Regarding Google Apps for Education in particular, the lawyers state that schools which contract with Google to provide Google Apps “have a contractual obligation to obtain their students’ and end users’ consent to Google’s automated scanning”. The document then goes on to list a number of examples of how educational institutions have carried out this duty to inform users and obtain their consent for scanning. Notably the Google filing cites the web site of the University of Alaska as an exemplary instance of such compliance:
The University of Alaska (“UA”) has a “Google Mail FAQs,” which asks, “I hear that Google reads my email. Is this true?” The answer states, “They do not ‘read’ your email per se. For use in targeted advertising on their other sites, and if your email is not encrypted, software (not a person) does scan your mail and compile keywords for advertising. For example, if the software looks at 100 emails and identifies the word ‘Doritos’ or ‘camping’ 50 times, they will use that data for advertising on their other sites.” Attached as Exhibit 79 is a true and correct print out of UA’s Google Mail FAQ page, which is also available at www.alaska.edu/google/faqs/general/#mail (last visited Nov. 13, 2013). [Declaration of Kyle C. Wong in Support of Google Inc.’s Opposition to Plaintiffs’ Motion for Class Certification, p. 41]
In other words, Google’s own lawyers here confirm in a sworn public court declaration that even when ad serving is turned off in Google Apps for Education, the contents of users’ emails are still being scanned by Google in order to target ads at those same users when they use the web outside of Google Apps (for example, when watching a YouTube video, conducting a Google search, or viewing a web page that contains a Google+ or DoubleClick cookie). This statement thus appears to be what American lawyers call “an admission against interest”.
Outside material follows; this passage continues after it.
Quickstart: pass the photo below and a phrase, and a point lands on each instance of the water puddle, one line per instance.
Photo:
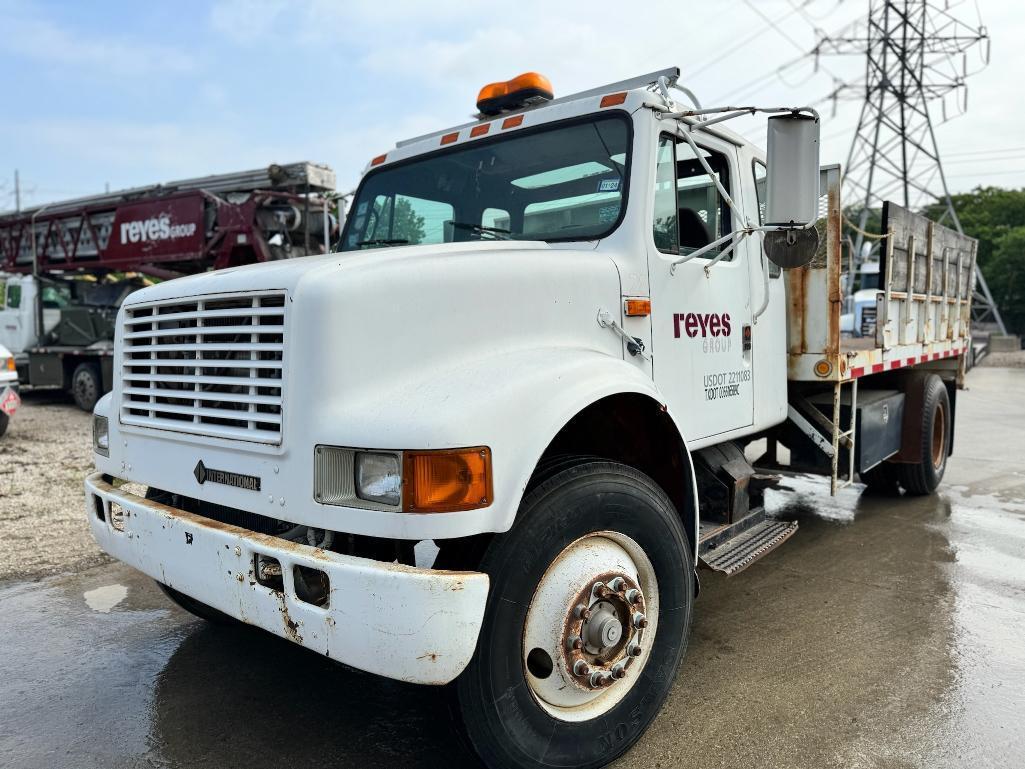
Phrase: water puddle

Google’s data mining and ad serving practices in the versions of Google Apps it provides to public sector institutions such as government administrations and schools have long been a subject of controversy. Media and regulator interest in the issue surged in early 2012 when Google launched a sweeping consolidation of the many privacy policies governing its individual products into a single overarching document. The new unified privacy policy was intended, among other things, to facilitate Google’s ability to combine information about users extracted from its different services – such as Gmail, YouTube, Google search, etc. – into a single integrated profile of each user, thereby enabling ever more accurate – and so more profitable - ad targeting. However, Google vehemently denied that this new consumer privacy policy would apply to governments and schools. Indeed, a senior Google executive told the Washington Post that:
“Enterprise customers using Google Apps for Government, Business or Education have individual contracts that define how we handle and store their data. As always, Google will maintain our enterprise customers’ data in compliance with the confidentiality and security obligations provided to their domain. The new Privacy Policy does not change our contractual agreements, which have always superseded Google’s Privacy Policy for enterprise customers.”
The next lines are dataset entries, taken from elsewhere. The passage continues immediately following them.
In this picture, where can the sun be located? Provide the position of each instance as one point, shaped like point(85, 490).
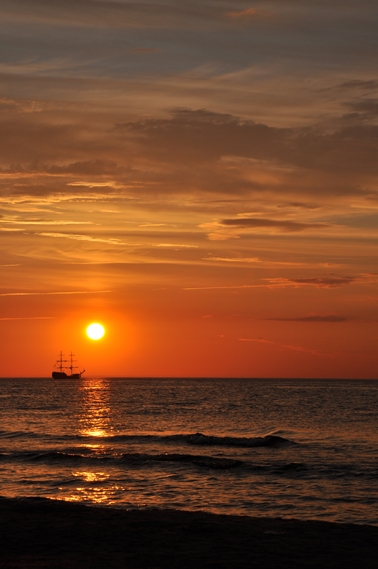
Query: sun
point(95, 331)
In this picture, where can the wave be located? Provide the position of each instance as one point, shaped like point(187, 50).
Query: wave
point(267, 441)
point(130, 459)
point(135, 460)
point(191, 439)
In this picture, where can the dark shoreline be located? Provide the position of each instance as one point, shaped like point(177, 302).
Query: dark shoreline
point(41, 533)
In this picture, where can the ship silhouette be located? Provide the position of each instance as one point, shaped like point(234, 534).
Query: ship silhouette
point(62, 364)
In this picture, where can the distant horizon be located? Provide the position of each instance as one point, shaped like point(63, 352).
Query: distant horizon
point(189, 189)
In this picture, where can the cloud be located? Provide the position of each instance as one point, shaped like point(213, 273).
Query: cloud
point(319, 282)
point(287, 226)
point(30, 318)
point(313, 318)
point(360, 84)
point(242, 14)
point(77, 237)
point(291, 347)
point(54, 293)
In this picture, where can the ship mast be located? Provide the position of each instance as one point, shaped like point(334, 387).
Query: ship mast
point(72, 361)
point(60, 361)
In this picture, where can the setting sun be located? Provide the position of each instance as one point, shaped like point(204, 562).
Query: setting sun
point(95, 331)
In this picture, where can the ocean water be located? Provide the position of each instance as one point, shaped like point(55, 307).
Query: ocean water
point(305, 449)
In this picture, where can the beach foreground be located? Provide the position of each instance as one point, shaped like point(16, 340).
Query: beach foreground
point(40, 533)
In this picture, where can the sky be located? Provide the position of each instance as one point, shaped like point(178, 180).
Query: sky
point(198, 176)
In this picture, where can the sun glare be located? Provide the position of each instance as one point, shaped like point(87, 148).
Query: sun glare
point(95, 331)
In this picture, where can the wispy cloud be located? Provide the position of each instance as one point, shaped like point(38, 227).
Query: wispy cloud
point(292, 347)
point(333, 318)
point(30, 318)
point(242, 14)
point(77, 237)
point(54, 293)
point(286, 225)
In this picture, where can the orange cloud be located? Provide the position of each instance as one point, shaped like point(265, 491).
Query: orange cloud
point(242, 14)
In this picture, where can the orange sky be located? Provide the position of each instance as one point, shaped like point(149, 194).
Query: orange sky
point(199, 177)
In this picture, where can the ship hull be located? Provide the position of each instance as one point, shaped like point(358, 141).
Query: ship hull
point(63, 375)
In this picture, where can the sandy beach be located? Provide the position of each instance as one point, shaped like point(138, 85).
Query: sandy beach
point(39, 533)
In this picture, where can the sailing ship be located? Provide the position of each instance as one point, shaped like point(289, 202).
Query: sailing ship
point(60, 366)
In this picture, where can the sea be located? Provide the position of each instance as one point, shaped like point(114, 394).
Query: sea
point(287, 448)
But Google’s court filings in the California class action suit discussed above unambiguously contradict this statement. In one of these filings, a Google employee states that:
Google and [the University of] Hawaii executed an agreement titled “Google Apps Education Edition Agreement” on or about June 21, 2010… The agreement places the responsibility to obtain “any necessary authorizations from End Users to enable Google to provide the Services” on Hawaii, the “Customer.” The “Services” includes Gmail… The agreement also requires Google to comply with the Customer Privacy Notice… and the End User Privacy Notice…
In other words, Google here acknowledges that its standard consumer privacy policy is an integral part of its standard Google Apps for Education contract. It is still possible that, in contrast to the situation described in the Google court filing quoted above, some educational institutions have managed to strike individual agreements with Google that do indeed “supersede” the standard privacy policy. If they exist, however, Google has curiously not chosen to make any such agreements public. Indeed, there is evidence that Google imposes “gag clauses” on schools that sign contracts for its Google Apps for Education, forbidding them from disclosing the terms and conditions they have received.
In sum, then, we have learned from Google’s own statements that:
  1. Ad serving remains a standard option in Google Apps for Education,
  2. Even when ads are turned off (as they currently are by default) Google still data mines student emails for ad targeting purposes, and
  3. Google’s consumer privacy policy is incorporated in standard Google Apps for Education contracts.
It is a natural and very plausible – though of course not certain – inference from these facts that Google intends one day to make advertising a standard feature of the version of Google Apps it offers to schools.
Where is the harm in allowing targeted advertising in the online web applications that schools provide to their students? This is a vast and important question that we lack the space to address here but will investigate in future work. Suffice it to say as a starting point that SafeGov surveys of parents around the world have unfailingly shown a very high level of parental opposition to such advertising and the intrusive profiling of student online activity that makes it possible – typically in the 80% to 90% range[1]. We believe that policy makers, education authorities and data protection regulators will not choose to ignore the will of parents on this issue. Stay tuned for further research from SafeGov on this vitally important topic.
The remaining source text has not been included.